Ma scendendo da Crema a Roma: più o meno tutti, passeggiando durante il lockdown e dopo per via Nazionale sbarrata coi negozi deserti e il sole a picco hanno pensato “eccoci a Caracas”, e la mancanza di turisti americani in ciabatte fa risaltare i locali residenti, che si muovono lenti tra le nuove distese di tavolini del centro, molti con cappello in testa, dinoccolati, come trasfigurati, come se la pestilenza covidica li avesse ulteriormente rallentati; anche, più signori, più hidalgos, nelle loro estancias non più locate ad Airbnb, e deserte. Si sono ripresi i loro spazi, come la natura. L’Avana-Roma si prepara a ridiventare del resto la capitale anche morale di un paese ad alta statalizzazione, con i miliardi in arrivo dal Nordeuropa frugale che non andranno certo ad alimentare startup milanesi ma confluiranno qui, almeno di passaggio, poi forse via verso startup di Avellino e Frosinone; ma almeno una parte rimarrà impigliata, a Roma, nella città che ritrova così la sua nuova centralità.

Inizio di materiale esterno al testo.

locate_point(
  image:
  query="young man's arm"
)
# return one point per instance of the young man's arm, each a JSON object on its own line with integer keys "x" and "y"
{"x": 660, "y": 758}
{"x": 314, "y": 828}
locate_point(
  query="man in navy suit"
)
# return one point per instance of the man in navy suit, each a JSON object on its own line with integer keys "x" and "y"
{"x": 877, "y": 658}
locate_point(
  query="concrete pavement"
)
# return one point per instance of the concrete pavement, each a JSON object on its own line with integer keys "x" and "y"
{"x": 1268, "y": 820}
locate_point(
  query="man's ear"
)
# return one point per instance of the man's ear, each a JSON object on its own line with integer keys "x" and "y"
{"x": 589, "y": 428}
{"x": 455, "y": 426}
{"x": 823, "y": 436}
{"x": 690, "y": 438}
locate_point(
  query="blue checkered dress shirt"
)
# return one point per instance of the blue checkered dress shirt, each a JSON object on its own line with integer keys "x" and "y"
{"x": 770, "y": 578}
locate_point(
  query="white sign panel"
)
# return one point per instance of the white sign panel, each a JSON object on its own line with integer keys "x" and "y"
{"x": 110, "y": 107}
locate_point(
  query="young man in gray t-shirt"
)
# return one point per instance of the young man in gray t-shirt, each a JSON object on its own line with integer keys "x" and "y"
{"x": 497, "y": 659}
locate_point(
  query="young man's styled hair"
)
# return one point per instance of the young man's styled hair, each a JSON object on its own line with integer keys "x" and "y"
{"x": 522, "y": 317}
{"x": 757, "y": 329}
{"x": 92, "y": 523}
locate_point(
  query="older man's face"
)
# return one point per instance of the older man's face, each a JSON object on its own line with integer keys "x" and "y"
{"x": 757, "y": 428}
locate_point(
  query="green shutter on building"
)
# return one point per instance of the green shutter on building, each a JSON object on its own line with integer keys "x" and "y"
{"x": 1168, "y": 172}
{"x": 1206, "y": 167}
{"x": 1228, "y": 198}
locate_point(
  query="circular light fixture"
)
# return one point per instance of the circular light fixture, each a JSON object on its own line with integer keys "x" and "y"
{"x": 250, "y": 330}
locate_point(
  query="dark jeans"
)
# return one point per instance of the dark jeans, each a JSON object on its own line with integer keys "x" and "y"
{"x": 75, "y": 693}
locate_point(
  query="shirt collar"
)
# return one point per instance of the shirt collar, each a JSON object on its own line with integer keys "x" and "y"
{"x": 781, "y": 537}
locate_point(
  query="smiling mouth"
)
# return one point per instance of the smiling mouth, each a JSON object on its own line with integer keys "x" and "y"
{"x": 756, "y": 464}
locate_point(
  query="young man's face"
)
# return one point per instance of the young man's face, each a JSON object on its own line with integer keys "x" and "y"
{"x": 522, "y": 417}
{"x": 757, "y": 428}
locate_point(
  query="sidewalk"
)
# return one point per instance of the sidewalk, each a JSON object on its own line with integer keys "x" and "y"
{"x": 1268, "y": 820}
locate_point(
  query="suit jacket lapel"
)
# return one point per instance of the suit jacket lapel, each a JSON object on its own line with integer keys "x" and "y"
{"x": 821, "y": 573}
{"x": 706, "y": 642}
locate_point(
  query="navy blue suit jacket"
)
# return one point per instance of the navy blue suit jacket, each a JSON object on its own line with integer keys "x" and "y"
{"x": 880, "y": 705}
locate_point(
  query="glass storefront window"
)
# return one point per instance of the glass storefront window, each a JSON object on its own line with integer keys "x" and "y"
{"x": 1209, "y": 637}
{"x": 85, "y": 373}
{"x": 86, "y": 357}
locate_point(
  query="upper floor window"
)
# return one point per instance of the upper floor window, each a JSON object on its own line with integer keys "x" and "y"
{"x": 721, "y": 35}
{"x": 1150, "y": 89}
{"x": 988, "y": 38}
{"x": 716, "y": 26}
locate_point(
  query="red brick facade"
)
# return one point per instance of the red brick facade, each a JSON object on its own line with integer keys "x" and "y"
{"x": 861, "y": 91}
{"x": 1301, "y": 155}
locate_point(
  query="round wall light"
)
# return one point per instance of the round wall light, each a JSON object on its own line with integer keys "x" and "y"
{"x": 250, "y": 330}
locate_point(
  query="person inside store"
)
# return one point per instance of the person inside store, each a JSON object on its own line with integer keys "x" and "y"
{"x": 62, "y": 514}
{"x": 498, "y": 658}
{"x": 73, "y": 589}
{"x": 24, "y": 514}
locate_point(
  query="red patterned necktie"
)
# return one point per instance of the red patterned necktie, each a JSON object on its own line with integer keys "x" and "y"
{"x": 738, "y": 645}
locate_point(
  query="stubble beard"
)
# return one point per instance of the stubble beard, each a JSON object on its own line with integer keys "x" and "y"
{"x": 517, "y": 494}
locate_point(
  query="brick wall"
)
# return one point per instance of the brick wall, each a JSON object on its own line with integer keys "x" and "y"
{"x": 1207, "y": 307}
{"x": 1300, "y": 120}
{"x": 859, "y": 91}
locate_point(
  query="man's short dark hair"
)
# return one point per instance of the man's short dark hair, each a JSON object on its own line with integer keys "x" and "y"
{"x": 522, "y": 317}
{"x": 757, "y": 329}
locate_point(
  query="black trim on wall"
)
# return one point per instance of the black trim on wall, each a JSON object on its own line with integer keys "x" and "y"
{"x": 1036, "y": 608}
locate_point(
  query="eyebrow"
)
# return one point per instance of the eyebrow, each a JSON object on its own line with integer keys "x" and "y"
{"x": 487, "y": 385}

La ciudad eterna! E del resto se le meglio archistar hanno consigliato per mesi di emigrare verso i borghi, verso i luoghi “a bassa intensità”, con tanta vegetazione, con ecosistemi intatti, ecco dunque Roma, boscosa, con la sua wilderness e i suoi boschi anche involontari, il mare e il countryside. Perfetta capitalina di un nuovo stato uruguaio o paraguaio, col Tevere-Rio delle Amazzoni o Paranà in mezzo. E tanti impiegati pubblici da assumere, tante compagnie statalizzate o in via di statalizzazione, con lo Stato che non fa solo aerei e telefoni ma anche completi di sartoria; l’ultimo intervento infatti vede il glorioso Estado Italiano entrare nel capitale di Corneliani, marchio di abiti da uomo, simil-Facis (saranno quei completini attillati che vestono il premier e il ministro degli Esteri?). La nuova eleganza di Stato è dunque romana-impiegatizia (lo Stato non è mai entrato in Bulgari o Missoni o Valentino o Gucci, ma ha preferito questo piccolo marchio, forse erano altri tempi). “La vostra lotta è un modello”, ha detto il segretario della Cgil Landini ai gloriosi compagni sarti della nuova couture di stato, anzi d’estado.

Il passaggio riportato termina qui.